A guy who certainly deserves more consideration is D-Backs centerfielder Chris Young. He’s not the Rookie of the Year because his batting average and on-base percentage were atrocious, but he did contribute greatly at a defensive skill position while playing every day, and chipped in 32 home runs along with 27 stolen bases.
I’ve saved perhaps my most controversial call until last: I’m going to have to go with Daisuke Matsuzaka over Dustin Pedroia as my 2007 AL Rookie of the Year. First of all, I don’t buy the whole argument that Japanese players shouldn’t be eligible for ROY consideration given all their experience in Japan. Having watched a lot of Japanese baseball, I can say firsthand that it is nowhere near the level of the Majors. That’s why Matsuzaka’s ERA was 4.40 this year and not 2.35. Also, Matsuzaka was only 26, which isn’t really that old. If an American player gets lots of experience in the minors and then has a breakout season at 27 or 28, we don’t say he should be ineligible for the award.
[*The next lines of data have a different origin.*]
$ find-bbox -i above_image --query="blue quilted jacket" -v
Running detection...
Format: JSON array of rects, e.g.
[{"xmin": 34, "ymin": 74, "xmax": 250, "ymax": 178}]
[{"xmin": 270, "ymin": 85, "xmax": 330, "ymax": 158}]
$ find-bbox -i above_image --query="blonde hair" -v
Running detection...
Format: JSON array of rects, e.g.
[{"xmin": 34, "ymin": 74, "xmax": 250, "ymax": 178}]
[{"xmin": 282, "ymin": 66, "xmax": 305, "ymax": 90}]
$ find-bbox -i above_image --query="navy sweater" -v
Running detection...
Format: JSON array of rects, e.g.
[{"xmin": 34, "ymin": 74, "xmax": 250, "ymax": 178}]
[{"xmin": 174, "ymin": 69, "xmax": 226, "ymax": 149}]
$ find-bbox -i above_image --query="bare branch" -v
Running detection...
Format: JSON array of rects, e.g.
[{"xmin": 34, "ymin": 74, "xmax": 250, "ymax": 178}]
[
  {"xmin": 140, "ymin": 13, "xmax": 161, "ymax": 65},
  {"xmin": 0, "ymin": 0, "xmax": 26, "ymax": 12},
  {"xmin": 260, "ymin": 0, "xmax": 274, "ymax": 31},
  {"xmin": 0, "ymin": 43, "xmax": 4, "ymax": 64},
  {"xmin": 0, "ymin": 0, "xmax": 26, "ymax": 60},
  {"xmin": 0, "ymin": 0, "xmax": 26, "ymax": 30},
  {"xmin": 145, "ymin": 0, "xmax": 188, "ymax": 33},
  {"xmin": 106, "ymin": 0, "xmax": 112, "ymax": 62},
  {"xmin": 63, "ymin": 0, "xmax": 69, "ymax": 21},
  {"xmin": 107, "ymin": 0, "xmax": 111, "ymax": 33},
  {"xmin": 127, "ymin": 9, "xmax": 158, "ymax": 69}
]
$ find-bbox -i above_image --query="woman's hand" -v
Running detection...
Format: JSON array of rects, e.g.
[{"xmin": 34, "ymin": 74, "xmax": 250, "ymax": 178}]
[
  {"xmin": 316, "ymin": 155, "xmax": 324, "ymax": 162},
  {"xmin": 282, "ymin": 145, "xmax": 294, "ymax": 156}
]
But more importantly, Matsuzaka had a better year than Pedroia. Sure, he wasn’t *quite* as good as some of the more delierious Boston fans might have expected, but was still one of the better pitchers in the American League, posting 15 wins, pitching over 200 innings, and striking out 201 batters. Sure, Pedroia had a great season, but was he even the most valuable rookie on his own team? Put another way, would the Red Sox rather have played through this past season without Daisuke Matsuzaka, or without Dustin Pedroia? I think it’s clear that Matsuzaka made a greater contribution as a rookie in the AL.